İsrael Hayom gazetesi dün siyasi bir kaynağa dayandırdığı haberinde, İsrail tarafından onaylanan Witkoff planının ‘görüşmeler için bir başlangıç noktası olacağını, görüşmelerin olumlu gelişmesi halinde İsrail'in esneklik göstereceğini’ söyledi.

Ukkaşe'nin tahminlerine göre Hamas'ın ‘toplumsal destek komitesini’ onaylaması, özellikle İsrail’in kolaylıkla kabul etmeyeceği ve koşullar koyacağı göz önüne alındığında uygulanacağına dair güvence taşımıyor. Ukkaşe, Kahire ve Doha'nın, anlaşmanın aşamalı olarak uygulanmasına ya da belirli sürelerle uzatılmasına karar verilse bile, özellikle de ‘İsrail'in mevcut engelleri ve Hamas'ın mevcut zayıflığı ışığında hiçbir şey dayatamayacağı’ göz önüne alındığında, nihai bir çözüme ulaşılması ve savaşın ertesi günündeki durum üzerinde anlaşmaya varılması yakın görünmediğinden, anlaşmanın hayatta kalması için çabalarının devam edeceğine işaret etti.

dfrgthy6
Gazze Şeridi'nin kuzeyindeki Beyt Lahiya'da bir binanın enkazı üzerinde dalgalanan Filistin bayrağı (AFP)

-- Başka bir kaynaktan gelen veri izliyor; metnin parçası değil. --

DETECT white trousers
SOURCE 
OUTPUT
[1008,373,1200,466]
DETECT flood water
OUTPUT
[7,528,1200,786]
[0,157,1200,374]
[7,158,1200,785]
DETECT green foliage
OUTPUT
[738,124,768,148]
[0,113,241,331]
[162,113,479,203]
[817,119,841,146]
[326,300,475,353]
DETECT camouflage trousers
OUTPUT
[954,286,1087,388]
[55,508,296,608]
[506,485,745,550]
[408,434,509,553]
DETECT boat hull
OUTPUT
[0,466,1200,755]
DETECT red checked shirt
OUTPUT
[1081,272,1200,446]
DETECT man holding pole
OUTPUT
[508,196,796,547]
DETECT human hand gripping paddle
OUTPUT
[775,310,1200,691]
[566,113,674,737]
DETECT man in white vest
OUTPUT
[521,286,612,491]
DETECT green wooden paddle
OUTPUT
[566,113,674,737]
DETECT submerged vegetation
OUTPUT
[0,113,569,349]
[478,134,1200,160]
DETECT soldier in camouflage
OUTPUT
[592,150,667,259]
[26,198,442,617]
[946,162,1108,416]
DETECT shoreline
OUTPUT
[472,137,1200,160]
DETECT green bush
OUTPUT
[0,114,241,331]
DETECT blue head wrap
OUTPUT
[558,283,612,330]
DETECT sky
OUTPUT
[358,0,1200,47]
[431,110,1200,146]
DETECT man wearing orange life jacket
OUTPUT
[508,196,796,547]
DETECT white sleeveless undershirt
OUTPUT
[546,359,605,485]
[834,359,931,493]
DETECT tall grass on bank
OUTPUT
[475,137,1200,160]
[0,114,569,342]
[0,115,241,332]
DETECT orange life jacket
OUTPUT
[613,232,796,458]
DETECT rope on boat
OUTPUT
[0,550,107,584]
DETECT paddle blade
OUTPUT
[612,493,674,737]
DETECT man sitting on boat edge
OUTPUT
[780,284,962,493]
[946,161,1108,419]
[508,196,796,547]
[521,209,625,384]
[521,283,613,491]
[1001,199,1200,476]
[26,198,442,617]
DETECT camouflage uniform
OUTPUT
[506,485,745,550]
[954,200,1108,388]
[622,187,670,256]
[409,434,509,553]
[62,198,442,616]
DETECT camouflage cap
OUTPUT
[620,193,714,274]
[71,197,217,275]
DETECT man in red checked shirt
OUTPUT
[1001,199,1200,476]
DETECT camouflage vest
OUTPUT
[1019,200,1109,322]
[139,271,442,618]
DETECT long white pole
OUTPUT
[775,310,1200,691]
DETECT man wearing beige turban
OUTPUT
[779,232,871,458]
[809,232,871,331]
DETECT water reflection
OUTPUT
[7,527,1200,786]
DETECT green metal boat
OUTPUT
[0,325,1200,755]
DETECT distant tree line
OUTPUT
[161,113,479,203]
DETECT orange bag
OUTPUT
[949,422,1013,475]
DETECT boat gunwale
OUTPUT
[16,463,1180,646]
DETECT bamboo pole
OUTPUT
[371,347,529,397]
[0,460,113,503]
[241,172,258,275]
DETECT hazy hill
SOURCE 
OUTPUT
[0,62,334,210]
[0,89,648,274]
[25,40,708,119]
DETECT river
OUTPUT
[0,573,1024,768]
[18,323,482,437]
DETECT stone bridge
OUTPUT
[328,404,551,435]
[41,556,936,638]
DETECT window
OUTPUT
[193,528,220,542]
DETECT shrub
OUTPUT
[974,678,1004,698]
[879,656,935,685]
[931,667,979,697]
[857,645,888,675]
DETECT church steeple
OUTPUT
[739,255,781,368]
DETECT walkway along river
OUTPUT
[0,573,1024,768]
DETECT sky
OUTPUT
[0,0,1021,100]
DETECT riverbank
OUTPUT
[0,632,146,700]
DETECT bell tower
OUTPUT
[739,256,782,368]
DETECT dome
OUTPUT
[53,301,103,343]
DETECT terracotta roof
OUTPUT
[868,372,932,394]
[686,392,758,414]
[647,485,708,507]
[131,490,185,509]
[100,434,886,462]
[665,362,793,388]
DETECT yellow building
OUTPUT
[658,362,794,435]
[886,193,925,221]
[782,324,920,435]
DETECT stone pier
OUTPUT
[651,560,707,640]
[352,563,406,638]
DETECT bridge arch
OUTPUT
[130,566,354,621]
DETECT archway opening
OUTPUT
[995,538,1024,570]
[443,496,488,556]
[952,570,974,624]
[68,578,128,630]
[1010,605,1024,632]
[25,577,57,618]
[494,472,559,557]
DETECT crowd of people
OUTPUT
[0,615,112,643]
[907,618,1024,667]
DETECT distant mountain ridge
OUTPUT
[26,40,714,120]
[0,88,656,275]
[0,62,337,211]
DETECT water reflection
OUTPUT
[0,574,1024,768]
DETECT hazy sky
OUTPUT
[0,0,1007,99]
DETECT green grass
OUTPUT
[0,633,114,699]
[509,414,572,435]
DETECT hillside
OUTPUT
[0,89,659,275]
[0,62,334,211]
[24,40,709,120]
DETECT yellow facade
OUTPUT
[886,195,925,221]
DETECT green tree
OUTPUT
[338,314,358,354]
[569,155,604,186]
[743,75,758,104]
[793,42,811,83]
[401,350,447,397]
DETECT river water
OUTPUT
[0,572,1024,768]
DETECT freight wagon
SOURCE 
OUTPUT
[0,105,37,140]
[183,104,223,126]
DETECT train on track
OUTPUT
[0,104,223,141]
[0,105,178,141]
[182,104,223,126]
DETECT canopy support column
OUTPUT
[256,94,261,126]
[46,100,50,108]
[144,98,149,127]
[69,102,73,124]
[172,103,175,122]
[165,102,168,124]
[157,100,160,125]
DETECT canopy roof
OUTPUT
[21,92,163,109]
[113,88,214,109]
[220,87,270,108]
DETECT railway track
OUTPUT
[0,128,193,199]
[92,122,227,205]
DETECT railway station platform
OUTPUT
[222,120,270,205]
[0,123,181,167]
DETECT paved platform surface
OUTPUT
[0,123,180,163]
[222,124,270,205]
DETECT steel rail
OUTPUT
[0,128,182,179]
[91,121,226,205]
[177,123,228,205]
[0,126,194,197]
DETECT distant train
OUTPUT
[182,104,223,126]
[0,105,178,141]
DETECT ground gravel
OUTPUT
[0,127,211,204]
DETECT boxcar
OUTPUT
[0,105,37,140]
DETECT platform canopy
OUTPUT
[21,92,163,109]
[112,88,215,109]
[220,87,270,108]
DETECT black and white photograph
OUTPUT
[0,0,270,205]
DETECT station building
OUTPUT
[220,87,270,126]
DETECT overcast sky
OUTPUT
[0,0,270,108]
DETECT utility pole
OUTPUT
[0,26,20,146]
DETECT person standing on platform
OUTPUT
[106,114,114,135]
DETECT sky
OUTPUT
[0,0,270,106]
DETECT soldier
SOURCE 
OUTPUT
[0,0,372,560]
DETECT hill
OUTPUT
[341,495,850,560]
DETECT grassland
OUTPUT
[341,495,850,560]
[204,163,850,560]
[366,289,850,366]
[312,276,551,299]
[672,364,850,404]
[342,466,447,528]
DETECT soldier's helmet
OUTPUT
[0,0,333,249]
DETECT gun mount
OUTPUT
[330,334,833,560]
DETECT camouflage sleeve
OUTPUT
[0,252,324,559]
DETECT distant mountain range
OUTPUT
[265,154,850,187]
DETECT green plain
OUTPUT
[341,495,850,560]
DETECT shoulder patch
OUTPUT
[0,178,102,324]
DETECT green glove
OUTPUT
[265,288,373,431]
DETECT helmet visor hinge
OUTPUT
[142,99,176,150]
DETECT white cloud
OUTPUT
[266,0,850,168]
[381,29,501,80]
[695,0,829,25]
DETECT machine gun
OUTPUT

Diğer yandan el-Medhun'a göre, ‘ABD ile Hamas arasındaki doğrudan diyalogdan sonra İsrail endişeye kapıldı ve ikinci aşamayı tamamlamak için müzakere etme baskısı hissetti.’ Hamas, toplumsal destek komitesini kurmayı kabul ederek savaşı sona erdirmekle ilgilendiğini, ABD'ye güven vermeye çalıştığını ve Kahire, Doha ve diğer Arap başkentleriyle ilişkilerini güçlendirmeye istekli olduğunu gösterdi.

El-Medhun bu müzakereler için üç olasılık öngörüyor:

Birincisi, İsrail'in yeni tavizler vermeye hazır olmaması ve müzakere masasına oturmak zorunda kalması nedeniyle müzakerelerin başarısızlıkla sonuçlanması.

İkincisi, Gazze Şeridi'nden kısmi çekilme, seyahatlerin kolaylaştırılması, insani yardım protokolünün geliştirilmesi, Gazze Şeridi'ne malzeme girişinin arttırılması ve elektrik, su ve hastane inşaatı gibi hayati projelerin denetlenmesi karşılığında İsrail'in mahkumların yarısını ya da üçte birini serbest bıraktığı kısmi bir anlaşma.

Üçüncü olasılık ise ‘kapsamlı bir anlaşmaya’ varmak.